South African Wine Poised For A Renaissance

Investors bring new techniques, rich flavors to South African wines


By Lou Marmon

Gazette Newspapers  February 24, 2015


Meerlust RubiconSouth Africa appears poised for wine greatness. This is somewhat surprising since the country’s winemaking industry languished during the 50 plus-years-long international boycott of the apartheid government. The wines made during those decades were uninspiring and meant to be shipped in large bulk containers rather than bottles. After the revocation of apartheid in 1994, South African winemakers had a lot of catching up to do.


They did have some advantages, including a more than 350-year history of winemaking. The East India Trading Company established a way-station for their ships in what is now Cape Town that included vineyards with the first harvest occurring in 1659. The second governor of the region founded the Constantia Wine Estate (named after his wife) on 1,900 acres outside the town.

The estate was purchased in 1778 by Hendrik Cloete, who revitalized the property and created a blended sweet wine that became wildly popular among European aristocracy (including Napoleon, Fredrick the Great and King Louis Phillipe of France) as well as poets such as Baudelaire, who compared Constantia wine to the lips of his lover.

The end of isolation meant that South African winemakers could travel and learn about modern techniques while extolling the virtues of their terroir.
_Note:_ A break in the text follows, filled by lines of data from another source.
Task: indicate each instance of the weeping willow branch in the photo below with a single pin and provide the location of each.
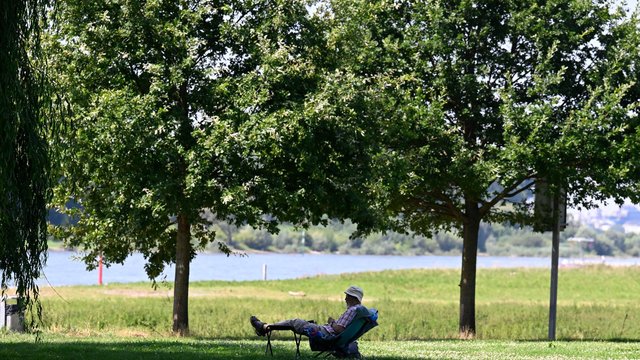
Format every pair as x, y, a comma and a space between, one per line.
25, 171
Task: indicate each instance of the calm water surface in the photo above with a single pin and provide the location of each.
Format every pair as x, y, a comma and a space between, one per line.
63, 268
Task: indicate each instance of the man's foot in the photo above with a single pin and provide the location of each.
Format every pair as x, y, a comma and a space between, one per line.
258, 326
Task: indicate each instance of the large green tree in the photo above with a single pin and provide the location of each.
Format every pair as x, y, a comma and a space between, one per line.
24, 153
471, 102
181, 108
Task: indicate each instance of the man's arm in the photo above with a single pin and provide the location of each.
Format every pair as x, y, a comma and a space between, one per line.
337, 328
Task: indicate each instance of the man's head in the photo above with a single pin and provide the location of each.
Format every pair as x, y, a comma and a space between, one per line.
354, 295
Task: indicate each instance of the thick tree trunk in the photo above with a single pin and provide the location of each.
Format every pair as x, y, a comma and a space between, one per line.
181, 282
471, 228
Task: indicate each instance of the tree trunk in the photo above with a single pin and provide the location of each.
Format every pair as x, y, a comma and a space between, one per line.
181, 282
471, 228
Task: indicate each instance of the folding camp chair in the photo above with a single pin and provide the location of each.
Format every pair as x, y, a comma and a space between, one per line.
339, 345
344, 345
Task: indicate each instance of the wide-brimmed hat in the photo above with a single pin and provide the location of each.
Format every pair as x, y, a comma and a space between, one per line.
355, 291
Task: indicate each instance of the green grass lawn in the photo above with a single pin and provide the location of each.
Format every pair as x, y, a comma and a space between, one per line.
598, 317
115, 348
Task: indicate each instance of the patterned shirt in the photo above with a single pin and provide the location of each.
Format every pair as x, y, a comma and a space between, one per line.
344, 320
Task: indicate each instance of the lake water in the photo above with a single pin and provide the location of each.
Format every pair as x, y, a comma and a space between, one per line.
63, 268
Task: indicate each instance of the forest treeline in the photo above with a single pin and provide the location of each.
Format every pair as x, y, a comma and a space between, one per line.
494, 239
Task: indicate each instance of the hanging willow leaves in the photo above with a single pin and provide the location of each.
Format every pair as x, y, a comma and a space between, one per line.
24, 153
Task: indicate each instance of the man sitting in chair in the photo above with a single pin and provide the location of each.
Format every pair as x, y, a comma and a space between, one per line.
353, 298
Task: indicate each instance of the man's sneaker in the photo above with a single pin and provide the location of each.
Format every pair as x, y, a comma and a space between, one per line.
258, 326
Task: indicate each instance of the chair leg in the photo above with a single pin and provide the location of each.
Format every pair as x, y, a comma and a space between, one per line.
297, 338
269, 348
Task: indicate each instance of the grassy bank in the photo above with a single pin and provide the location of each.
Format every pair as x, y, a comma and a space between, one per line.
125, 348
594, 303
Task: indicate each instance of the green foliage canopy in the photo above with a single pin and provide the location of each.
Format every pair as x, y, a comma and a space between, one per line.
24, 152
472, 102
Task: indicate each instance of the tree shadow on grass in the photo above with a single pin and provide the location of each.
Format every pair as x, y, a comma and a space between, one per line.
142, 350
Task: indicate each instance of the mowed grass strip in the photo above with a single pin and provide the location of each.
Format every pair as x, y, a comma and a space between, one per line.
56, 346
594, 303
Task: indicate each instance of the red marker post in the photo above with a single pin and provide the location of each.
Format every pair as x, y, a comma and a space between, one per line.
100, 270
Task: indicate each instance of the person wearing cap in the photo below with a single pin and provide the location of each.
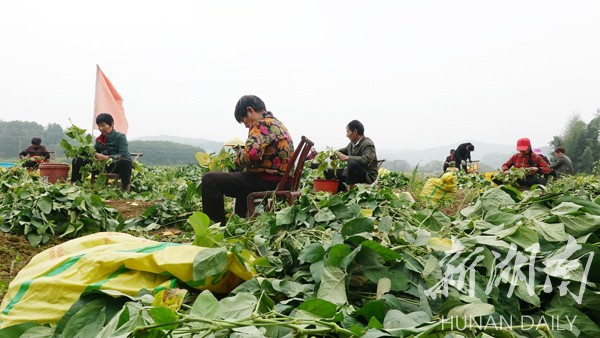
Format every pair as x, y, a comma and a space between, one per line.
36, 153
463, 154
563, 164
450, 162
526, 158
110, 145
264, 159
538, 151
361, 157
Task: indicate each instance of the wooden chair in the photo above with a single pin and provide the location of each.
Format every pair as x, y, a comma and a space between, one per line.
292, 175
114, 176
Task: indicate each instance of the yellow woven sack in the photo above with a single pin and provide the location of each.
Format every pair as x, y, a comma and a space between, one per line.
436, 189
54, 279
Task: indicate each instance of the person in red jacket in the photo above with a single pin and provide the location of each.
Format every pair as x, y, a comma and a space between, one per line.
526, 158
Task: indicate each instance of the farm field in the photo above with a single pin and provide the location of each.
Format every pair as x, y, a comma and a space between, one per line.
484, 261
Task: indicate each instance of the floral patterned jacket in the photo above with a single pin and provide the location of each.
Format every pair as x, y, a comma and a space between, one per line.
268, 147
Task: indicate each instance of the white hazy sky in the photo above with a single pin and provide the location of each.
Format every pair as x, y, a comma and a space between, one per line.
418, 74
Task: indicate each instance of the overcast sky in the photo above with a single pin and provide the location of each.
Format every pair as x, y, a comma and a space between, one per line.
418, 74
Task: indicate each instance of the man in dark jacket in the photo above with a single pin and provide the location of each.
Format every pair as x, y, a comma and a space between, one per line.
36, 153
463, 154
360, 155
110, 145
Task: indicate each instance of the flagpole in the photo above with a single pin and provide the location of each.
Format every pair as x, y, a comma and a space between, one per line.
95, 101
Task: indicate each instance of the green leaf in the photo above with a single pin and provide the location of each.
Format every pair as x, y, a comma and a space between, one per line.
238, 307
37, 332
312, 253
386, 253
205, 306
552, 232
580, 225
17, 330
524, 237
502, 218
88, 321
565, 208
337, 253
395, 274
34, 239
494, 199
324, 215
333, 286
209, 262
357, 226
288, 288
45, 204
319, 307
285, 216
472, 310
396, 320
579, 319
200, 223
374, 309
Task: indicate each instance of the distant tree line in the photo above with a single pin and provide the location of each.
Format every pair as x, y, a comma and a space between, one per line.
164, 152
581, 143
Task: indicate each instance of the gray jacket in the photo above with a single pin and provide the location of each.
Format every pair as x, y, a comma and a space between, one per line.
364, 153
563, 165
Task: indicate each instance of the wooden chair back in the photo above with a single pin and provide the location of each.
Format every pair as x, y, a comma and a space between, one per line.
291, 177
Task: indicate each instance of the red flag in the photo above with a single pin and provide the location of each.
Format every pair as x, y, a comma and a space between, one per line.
109, 101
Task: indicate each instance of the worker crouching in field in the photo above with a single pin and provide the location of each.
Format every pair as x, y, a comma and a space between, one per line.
526, 158
36, 153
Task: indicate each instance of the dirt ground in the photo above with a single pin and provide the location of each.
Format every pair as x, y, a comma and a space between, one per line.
16, 252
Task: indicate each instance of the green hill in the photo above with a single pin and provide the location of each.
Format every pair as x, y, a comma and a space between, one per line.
164, 152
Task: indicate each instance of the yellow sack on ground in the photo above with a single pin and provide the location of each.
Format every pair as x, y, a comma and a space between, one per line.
54, 279
436, 189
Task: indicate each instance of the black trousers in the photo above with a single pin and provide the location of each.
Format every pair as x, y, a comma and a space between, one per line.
122, 167
238, 184
31, 165
351, 175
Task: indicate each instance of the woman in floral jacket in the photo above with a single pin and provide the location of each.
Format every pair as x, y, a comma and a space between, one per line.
264, 159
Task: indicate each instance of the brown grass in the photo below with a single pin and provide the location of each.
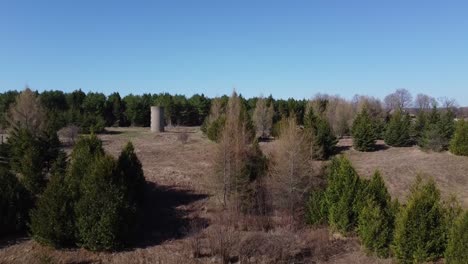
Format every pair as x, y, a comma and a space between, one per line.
181, 171
399, 167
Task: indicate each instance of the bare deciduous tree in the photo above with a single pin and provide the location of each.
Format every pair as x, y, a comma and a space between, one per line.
27, 112
447, 103
423, 102
232, 151
398, 100
292, 171
70, 133
263, 118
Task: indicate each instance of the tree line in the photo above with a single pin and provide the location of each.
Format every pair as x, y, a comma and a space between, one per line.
87, 199
294, 183
95, 111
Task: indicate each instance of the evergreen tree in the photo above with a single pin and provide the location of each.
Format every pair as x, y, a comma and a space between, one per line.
363, 131
101, 211
51, 221
398, 130
14, 203
376, 217
28, 160
420, 228
457, 247
132, 174
459, 143
323, 140
342, 194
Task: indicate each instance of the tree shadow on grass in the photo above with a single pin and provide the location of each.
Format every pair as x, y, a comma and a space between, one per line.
161, 218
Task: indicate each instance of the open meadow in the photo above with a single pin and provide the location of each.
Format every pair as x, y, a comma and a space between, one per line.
177, 164
176, 174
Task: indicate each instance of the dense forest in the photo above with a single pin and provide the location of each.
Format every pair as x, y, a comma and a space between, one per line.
93, 200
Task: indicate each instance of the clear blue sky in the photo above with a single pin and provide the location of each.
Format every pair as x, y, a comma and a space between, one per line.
286, 48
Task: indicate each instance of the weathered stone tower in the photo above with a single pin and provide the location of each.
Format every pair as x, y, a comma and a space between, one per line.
157, 119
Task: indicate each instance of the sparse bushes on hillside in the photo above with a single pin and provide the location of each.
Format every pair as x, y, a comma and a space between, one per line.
420, 229
459, 143
363, 131
397, 133
457, 247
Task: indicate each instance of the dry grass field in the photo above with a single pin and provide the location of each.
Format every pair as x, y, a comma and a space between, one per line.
179, 199
400, 166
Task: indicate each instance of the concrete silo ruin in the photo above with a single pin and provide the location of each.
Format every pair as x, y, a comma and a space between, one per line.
157, 119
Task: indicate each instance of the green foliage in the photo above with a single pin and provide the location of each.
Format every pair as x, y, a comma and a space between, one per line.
214, 129
457, 246
6, 100
114, 111
433, 139
342, 193
375, 228
397, 133
132, 174
14, 203
322, 135
376, 217
317, 208
52, 220
31, 158
420, 229
102, 210
364, 132
86, 150
459, 143
92, 124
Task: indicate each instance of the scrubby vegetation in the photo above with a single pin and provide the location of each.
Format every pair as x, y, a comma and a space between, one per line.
459, 143
364, 132
93, 200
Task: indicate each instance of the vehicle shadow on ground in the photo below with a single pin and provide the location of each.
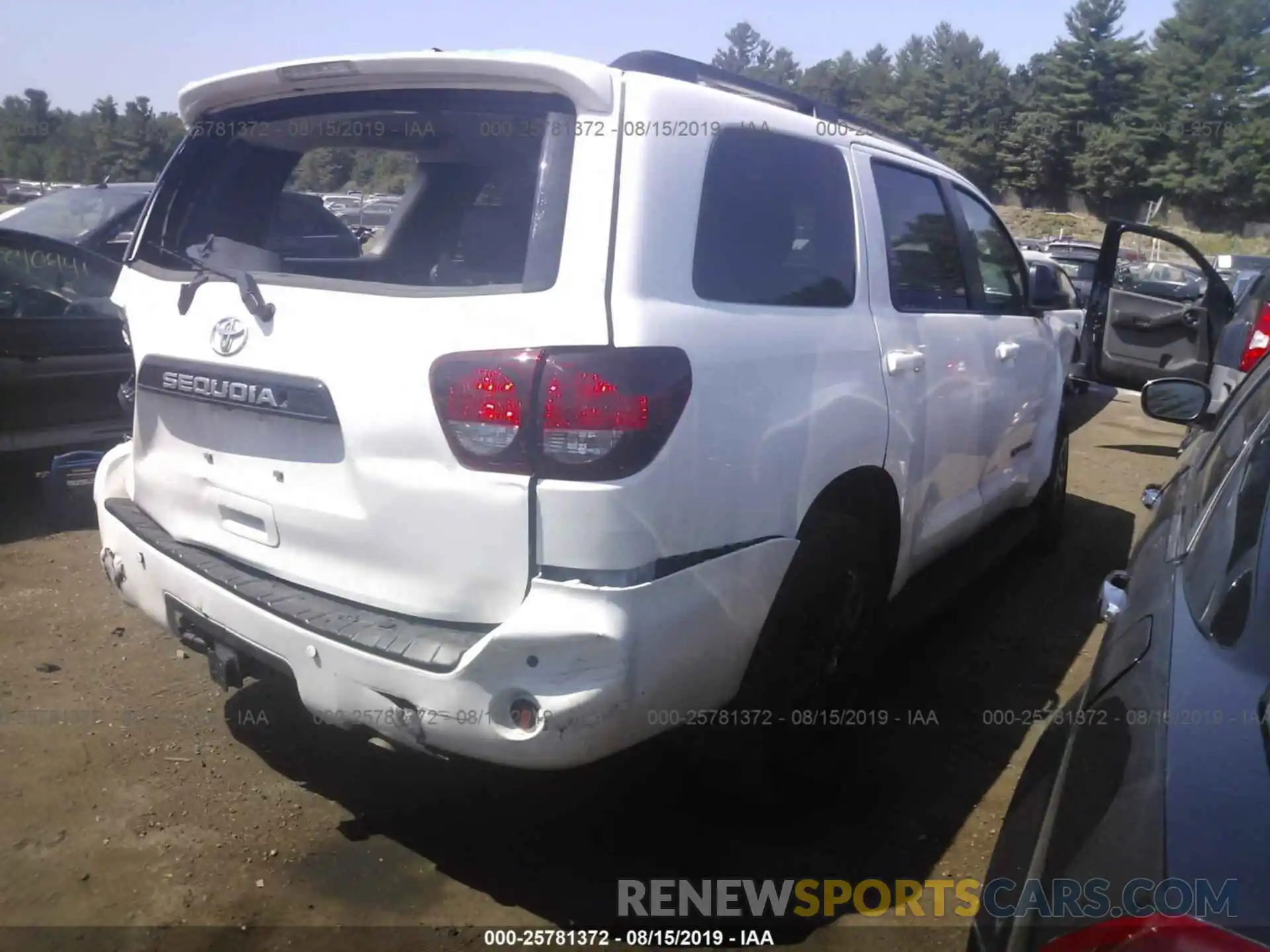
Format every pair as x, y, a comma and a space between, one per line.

During this time, the country’s controlling wine cooperative shifted focus to private enterprise, which made South African wineries more attractive to outside investors. The recent acquisition of Mont Rochelle Winery in the Western Cape by Sir Richard Branson (Virgin Group) and the purchases of the venerable Mulderbosch Winery and Fable Mountain Vineyards by the former owner of California’s Screaming Eagle Winery, Charles Banks, are just a few examples.

The result is a South African wine renaissance with exports growing along with critical acclaim. While occasionally the names are difficult to pronounce, the wines are worth the search, especially since many are value-priced.

Neil Ellis was among the first to appreciate the impact of the various South African micro-climates and created wine from specific sites. His son, Warren, is now the winemaker and their Neil Ellis Sauvignon Blanc Groenekloof 2014 is bright and refreshing with citrus, gooseberry and white peach flavors along with a crisp, balanced finish. Also enjoyable is the Neil Ellis Sauvignon Blanc Western Cape Sincerely 2014, which shows more tropical fruit along with lime and grassy notes.

South African golfer Ernie Els released the first vintage from his eponymous winery in 2000. His 100% Chenin Blanc Ernie Els Big Easy White 2014 has honeyed apple, apricot and guava flavors within a medium frame that has some pineapple notes in the finish.

South African blended white wines are particularly compelling especially the Alheit Cartology Western Cape 2013, a combination of Chenin Blanc and Semillion that displays rich melon, apple, quince and peach flavors accented with fennel, citrus and honey leading into a prolonged, concentrated finish. The 2013 Sadie Family Skerpioen is made from Chenin Blanc grown on 70 year old vines blended with Palomino. It opens with straw and stone fruit aromas that lead into complex apple, melon, honeysuckle and some slight grassy flavors along with notes of almonds, Asian spice and minerals that persist throughout the long, balanced finish.

Also, look for the South African reds including the Meerlust Estate Rubicon 2009, a red blend displaying smoky floral and currant scents that persist along with blackberry, boysenberry and mocha flavors with hints of red fruit, cinnamon and sage leading into a well-balanced finish. Also consider the plum and herbal scented Kanonkop Kadette 2012, a Pinotage based blend with black cherry, raspberry, and cranberry flavors with some herbal and earthy notes.